Rosja wobec eskalacji działań wojennych w Górskim Karabachu
Od czasu rozpoczęcia intensywnych działań wojennych w nieuznawanej na arenie międzynarodowej Republice Górskiego Karabachu prezydent Władimir Putin dwukrotnie (27 i 29 września) rozmawiał telefonicznie z premierem Armenii Nikolem Paszynianem; w obu przypadkach inicjatywa należała do strony armeńskiej. Minister spraw zagranicznych Siergiej Ławrow odbył rozmowy telefoniczne z jego odpowiednikami z Armenii, Turcji i Azerbejdżanu. Według informacji strony ormiańskiej, niepotwierdzonej dotąd przez Rosję, o sytuacji dyskutowali także sekretarze bezpieczeństwa Rosji i Armenii – Nikołaj Patruszew oraz Armen Grigorian. Duma Państwowa wydała specjalne oświadczenie dotyczące eskalacji konfliktu. Odnosząc się do deklaracji Turcji o gotowości wojskowego wsparcia Azerbejdżanu, rzecznik prasowy Kremla Dmitrij Pieskow zaznaczył, że warto powstrzymać się od takich zapowiedzi, które są „dolewaniem oliwy do ognia”.

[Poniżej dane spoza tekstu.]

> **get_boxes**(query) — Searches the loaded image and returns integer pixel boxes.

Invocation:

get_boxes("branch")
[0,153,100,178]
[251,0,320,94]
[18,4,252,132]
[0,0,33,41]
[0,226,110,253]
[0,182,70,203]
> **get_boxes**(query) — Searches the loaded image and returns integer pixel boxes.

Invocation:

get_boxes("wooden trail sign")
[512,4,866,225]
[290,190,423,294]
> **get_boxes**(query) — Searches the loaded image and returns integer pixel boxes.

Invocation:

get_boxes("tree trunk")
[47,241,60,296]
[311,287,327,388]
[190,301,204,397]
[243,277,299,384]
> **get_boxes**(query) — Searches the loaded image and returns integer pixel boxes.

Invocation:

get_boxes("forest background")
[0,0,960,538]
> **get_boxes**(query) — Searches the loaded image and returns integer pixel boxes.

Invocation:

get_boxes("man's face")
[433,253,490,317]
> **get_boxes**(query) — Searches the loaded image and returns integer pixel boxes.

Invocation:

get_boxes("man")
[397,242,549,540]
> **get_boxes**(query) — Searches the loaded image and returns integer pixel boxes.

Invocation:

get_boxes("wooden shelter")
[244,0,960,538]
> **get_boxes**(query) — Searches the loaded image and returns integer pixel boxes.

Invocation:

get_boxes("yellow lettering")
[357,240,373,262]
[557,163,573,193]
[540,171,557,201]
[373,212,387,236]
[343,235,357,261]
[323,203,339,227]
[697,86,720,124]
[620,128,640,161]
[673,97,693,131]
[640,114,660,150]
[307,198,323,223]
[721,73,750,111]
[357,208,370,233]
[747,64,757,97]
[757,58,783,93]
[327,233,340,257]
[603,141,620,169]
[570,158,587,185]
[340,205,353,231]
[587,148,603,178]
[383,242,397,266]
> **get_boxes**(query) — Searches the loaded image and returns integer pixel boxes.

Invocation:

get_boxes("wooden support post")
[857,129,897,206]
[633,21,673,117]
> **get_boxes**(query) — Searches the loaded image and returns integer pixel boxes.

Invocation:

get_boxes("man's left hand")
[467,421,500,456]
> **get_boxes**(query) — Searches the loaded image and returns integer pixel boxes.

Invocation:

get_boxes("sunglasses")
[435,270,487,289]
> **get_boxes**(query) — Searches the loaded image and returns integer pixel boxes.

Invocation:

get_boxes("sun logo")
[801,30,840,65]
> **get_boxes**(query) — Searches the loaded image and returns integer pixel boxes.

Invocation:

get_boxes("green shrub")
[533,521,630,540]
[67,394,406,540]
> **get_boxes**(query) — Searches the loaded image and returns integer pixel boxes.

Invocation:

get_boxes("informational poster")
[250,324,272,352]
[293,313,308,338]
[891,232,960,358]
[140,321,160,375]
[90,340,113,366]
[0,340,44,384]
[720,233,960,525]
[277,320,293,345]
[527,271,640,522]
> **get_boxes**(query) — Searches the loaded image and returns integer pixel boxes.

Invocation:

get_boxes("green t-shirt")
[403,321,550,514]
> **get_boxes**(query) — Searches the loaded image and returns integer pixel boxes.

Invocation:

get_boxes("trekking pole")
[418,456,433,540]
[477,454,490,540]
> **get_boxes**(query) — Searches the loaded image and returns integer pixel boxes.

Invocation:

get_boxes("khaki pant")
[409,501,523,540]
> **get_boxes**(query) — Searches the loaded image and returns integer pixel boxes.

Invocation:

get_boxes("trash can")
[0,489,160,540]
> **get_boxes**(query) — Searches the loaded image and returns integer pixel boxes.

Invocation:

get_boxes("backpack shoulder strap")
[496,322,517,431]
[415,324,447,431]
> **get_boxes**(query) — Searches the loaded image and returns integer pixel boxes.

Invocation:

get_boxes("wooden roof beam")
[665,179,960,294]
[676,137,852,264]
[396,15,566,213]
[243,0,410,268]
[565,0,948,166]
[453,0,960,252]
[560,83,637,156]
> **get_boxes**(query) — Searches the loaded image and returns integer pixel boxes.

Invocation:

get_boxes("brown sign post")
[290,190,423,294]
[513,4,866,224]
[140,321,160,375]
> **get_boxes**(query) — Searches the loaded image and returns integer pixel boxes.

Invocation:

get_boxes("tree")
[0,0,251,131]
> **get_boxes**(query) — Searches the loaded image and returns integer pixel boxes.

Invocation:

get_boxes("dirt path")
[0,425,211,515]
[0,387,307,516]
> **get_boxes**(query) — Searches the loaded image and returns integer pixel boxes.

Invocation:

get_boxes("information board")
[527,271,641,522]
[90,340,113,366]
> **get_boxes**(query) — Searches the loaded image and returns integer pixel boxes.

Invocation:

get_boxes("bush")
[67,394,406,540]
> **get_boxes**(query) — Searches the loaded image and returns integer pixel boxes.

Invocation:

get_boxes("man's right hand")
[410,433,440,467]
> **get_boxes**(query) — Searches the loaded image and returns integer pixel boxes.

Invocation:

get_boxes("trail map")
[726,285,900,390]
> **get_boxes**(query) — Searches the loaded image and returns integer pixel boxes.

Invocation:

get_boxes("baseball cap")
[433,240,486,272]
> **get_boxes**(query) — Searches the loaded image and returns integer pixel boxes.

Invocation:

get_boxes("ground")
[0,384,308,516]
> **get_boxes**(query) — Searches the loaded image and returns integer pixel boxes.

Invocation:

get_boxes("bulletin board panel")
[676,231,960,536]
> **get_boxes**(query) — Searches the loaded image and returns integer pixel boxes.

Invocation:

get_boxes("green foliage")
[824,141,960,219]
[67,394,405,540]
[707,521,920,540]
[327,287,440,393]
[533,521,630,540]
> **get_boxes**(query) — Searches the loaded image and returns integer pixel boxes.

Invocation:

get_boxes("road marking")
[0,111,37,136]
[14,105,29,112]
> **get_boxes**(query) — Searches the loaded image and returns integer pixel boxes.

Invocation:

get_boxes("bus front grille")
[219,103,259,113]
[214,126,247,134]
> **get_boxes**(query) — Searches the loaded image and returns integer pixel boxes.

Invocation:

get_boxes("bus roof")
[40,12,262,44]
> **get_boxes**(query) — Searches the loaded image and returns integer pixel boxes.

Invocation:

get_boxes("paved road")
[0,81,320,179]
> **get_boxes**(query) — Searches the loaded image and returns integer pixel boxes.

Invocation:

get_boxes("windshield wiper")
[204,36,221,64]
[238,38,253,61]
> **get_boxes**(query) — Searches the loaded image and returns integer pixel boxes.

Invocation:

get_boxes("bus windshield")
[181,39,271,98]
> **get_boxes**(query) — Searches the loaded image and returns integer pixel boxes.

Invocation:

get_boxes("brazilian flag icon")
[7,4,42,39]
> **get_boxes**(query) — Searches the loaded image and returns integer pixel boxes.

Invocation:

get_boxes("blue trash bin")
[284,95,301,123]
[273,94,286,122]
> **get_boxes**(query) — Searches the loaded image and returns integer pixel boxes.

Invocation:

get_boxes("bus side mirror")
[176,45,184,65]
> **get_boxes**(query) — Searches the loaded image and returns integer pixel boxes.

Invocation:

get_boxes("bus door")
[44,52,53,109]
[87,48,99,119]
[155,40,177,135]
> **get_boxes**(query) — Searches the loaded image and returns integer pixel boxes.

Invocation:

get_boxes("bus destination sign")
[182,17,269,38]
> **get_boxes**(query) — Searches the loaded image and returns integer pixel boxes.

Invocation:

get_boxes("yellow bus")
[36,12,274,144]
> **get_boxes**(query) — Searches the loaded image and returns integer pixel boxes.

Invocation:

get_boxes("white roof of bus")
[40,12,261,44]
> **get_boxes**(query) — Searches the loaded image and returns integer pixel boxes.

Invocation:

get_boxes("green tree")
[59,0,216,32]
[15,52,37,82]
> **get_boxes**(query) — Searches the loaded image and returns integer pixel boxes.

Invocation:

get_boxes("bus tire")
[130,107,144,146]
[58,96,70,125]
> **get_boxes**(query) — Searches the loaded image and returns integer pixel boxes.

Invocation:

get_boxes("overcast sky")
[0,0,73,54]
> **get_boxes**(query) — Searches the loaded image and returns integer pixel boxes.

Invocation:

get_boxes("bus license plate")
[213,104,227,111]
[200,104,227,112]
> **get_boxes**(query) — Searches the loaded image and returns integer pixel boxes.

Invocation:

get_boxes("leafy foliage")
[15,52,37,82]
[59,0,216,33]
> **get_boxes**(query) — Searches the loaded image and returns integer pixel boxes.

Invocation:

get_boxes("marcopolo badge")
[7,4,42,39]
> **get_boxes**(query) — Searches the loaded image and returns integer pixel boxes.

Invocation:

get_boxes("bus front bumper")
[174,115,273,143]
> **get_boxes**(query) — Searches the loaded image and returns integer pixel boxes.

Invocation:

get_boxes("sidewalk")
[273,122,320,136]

Zgodnie z oficjalnymi komunikatami powyższe działania dyplomatyczne Moskwy ograniczyły się do wezwania do zaprzestania walk i do konsekwentnego nawoływania do podjęcia mediacji w ramach Mińskiej Grupy OBWE. Publicznie nie padła natomiast propozycja jakiejkolwiek nowej inicjatywy pokojowej. Rosja nie próbowała oskarżać żadnej ze stron o wszczęcie walk, starając się – w odróżnieniu od Turcji – nie opowiadać po którejkolwiek ze stron konfliktu. Oficjalnie nie zaoferowała także Armenii udzielenia pomocy wojskowej w ramach sojuszu wojskowego OUBZ. Przedstawiciele tej organizacji podkreślili, że Armenia nie zwróciła się do sekretariatu OUBZ o taką pomoc, a jej przyznanie byłoby w obecnej sytuacji niezasadne, bowiem walki toczą się na obszarze spornym, a nie na terytorium właściwym Armenii.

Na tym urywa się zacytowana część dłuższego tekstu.